Xuxa revelou que o fato de ela ser "loira e modelo" era entendido por algumas pessoas como indícios de que ela era prostituta ou que acompanharia homens em eventos. Ela afirmou que um xeique chegou a colocar um "bolo de dinheiro" na mão dela, durante um trabalho, para sair com ele, e que era comum ofertas para jantares em que ela seria paga para estar ao lado de um homem.

O machismo era muito forte nos anos 80. Quando eu comecei a trabalhar, eles me viam assim: se eu sou loira, se eu sou modelo, eu sou uma prostituta.

Xuxa diz, inclusive, que o machismo quando ela começou a carreira era tão arraigado que influenciava seu próprio comportamento. Hoje, tem uma visão diferente sobre como são tratadas as mulheres e entende as opressões que recaem sobre elas.

O racismo no namoro com Pelé

Xuxa namorou com Pelé por seis anos e já falou sobre o relacionamento outras vezes. Ao Fantástico, ela comentou sobre o racismo que rodeava o casal. "Quando comecei a namorar o Pelé, teve uma época em que as pessoas falavam assim, tinha até piada, que diziam: 'Qual é a diferença entre a Xuxa e o chuchu? É que a Xuxa era comida de preto rico e chuchu era comida de preto pobre'".

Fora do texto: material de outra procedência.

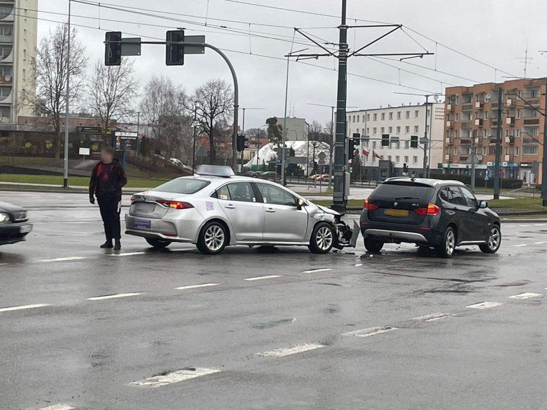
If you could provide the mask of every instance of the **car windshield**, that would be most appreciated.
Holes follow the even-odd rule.
[[[211,182],[193,178],[177,178],[154,188],[153,191],[171,192],[173,194],[191,195],[202,190]]]
[[[409,198],[420,201],[429,201],[433,196],[435,188],[432,186],[409,182],[384,183],[370,194],[370,197]]]

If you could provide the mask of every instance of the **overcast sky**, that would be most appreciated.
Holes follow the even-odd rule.
[[[337,42],[338,31],[334,28],[340,22],[336,17],[340,15],[341,0],[241,1],[332,17],[244,5],[229,0],[107,0],[101,1],[101,4],[122,8],[142,8],[151,10],[142,13],[167,18],[108,10],[105,7],[101,7],[99,12],[96,6],[73,2],[72,22],[90,27],[81,27],[79,31],[80,40],[87,48],[90,63],[104,58],[105,30],[121,31],[124,37],[140,36],[143,40],[147,38],[149,40],[164,39],[167,30],[184,27],[188,35],[204,34],[209,43],[224,50],[240,51],[227,52],[239,79],[240,106],[266,108],[247,112],[245,127],[256,127],[263,124],[268,117],[283,116],[286,73],[286,63],[283,60],[259,55],[283,59],[291,47],[295,51],[309,48],[307,52],[322,52],[320,49],[309,45],[309,42],[297,33],[293,44],[292,27],[307,28],[304,30],[311,35],[328,42]],[[41,38],[56,24],[45,19],[66,22],[68,0],[40,0],[39,8],[40,18],[43,19],[38,22],[38,35]],[[206,27],[204,26],[206,15],[209,17]],[[388,104],[415,104],[423,102],[424,98],[394,92],[436,92],[450,85],[471,85],[471,80],[493,81],[497,76],[498,81],[501,81],[506,79],[503,76],[509,74],[523,76],[524,64],[518,58],[524,57],[527,43],[528,56],[533,58],[528,65],[528,76],[546,76],[547,54],[544,56],[539,52],[547,49],[547,25],[542,19],[546,15],[547,1],[544,0],[348,0],[349,24],[355,24],[353,19],[401,24],[407,27],[405,32],[412,38],[399,31],[367,49],[368,52],[420,52],[425,49],[431,52],[436,49],[436,54],[423,59],[409,60],[407,63],[381,60],[395,67],[368,58],[352,58],[348,63],[350,73],[393,84],[350,76],[348,104],[368,108]],[[357,24],[369,23],[361,21]],[[230,31],[223,30],[220,26]],[[411,29],[434,41],[421,37]],[[250,30],[253,35],[250,38]],[[350,47],[359,48],[388,30],[385,28],[351,29],[348,35]],[[434,42],[509,74],[499,71],[496,73],[493,69],[441,45],[436,46]],[[211,50],[206,51],[205,56],[187,56],[183,67],[165,67],[165,49],[162,46],[143,46],[142,56],[131,58],[136,60],[136,76],[141,85],[153,75],[168,76],[181,84],[189,94],[200,83],[211,79],[222,78],[231,83],[228,67]],[[337,73],[332,69],[336,67],[336,62],[333,57],[323,57],[304,63],[330,69],[291,63],[288,100],[293,111],[291,109],[291,113],[292,115],[293,112],[294,116],[305,117],[309,122],[317,120],[325,124],[330,120],[330,110],[309,104],[336,105]],[[436,67],[437,72],[408,63],[433,69]],[[432,79],[400,72],[397,67]],[[400,82],[414,88],[399,86]]]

Ela conta que a "piada", que é um comentário racista e que também desvalorizava a apresentadora, era vista como normal. "E eu não respondia nada. Talvez por eu ter 18, 19 anos. E isso era natural." Com as mudanças culturais que ao longo dos últimos anos, ela diz que agora as pessoas talvez não tivessem coragem de fazer comentários como os que ouvia no passado. "Eu olho para essas pessoas com pena, hoje em dia."

Padrão-paquita

"Naquela época, elas seguiam uma beleza que foi imposta. Era uma coisa que eu não queria. Quando elas vinham com os cabelos pretos ou castanhos, eu pedia muito que não mudassem a cor. E elas acabavam fazendo isso porque viam que tinha mais espaço para as meninas loiras", diz Xuxa.

Era como se fosse a boneca Barbie. Não tinha boneca Barbie morena ou negra na época. Só tinha loira. Não é legal colocar isso só no meu colo.

"Antes de falar de Paquita, deveria falar de todas as princesas, não tinha nenhuma princesa negra. Não é legal as pessoas colocarem a culpa no meu colo de que 'a Xuxa só tinha paquita loira'. Não, a Xuxa só tinha o que era imposto para crianças como uma coisa normal e natural", defende.

O fato de as paquitas terem formado o imaginário de meninas e meninos sobre o "padrão de beleza" do fim dos anos 1980, no auge do Xou da Xuxa, sempre foi muito questionado, principalmente pelo fato de não terem existido paquitas negras, o que fazia com que parte das crianças se sentissem excluídas.

Os abusos do passado

Durante a conversa, Xuxa voltou a falar de um tema delicado: os abusos sexuais que sofreu na infância. O objetivo dela é conscientizar as pessoas sobre esses perigos e também dar suporte às vítimas.

Ao Fantástico, ela falou sobre um sentimento muito comum entre quem sofreu esse tipo de violência: ter vergonha e permanecer calada sobre o ocorrido. Resgatar o tema é importante para que se reforce que a culpa nunca é da vítima, e que a violência sexual é um assunto sério e que precisa ser discutido também na mídia.

Discussão deve ser a exploração infantil

A apresentadora aproveitou para falar sobre a polêmica do filme "Amor Estranho Amor", de 1982, pelo qual é julgada por ter feito uma cena erótica com um ator cujo personagem era menor da idade na época. Ela esclarece que aquilo era ficção e convida as pessoas a debaterem sobre outro tema, abordado pelo filme: a exploração sexual infantil.

Os comentários sobre envelhecer

Xuxa se sente sob a visão machista de que precisa manter aparência jovem — e, se necessário, recorrer a procedimentos e intervenções estéticas para isso.

Ela não condena esse olhar, mas analisa que as críticas que recebe sobre estar envelhecendo também têm a ver com o modo com a qual as mulheres encaram o próprio processo.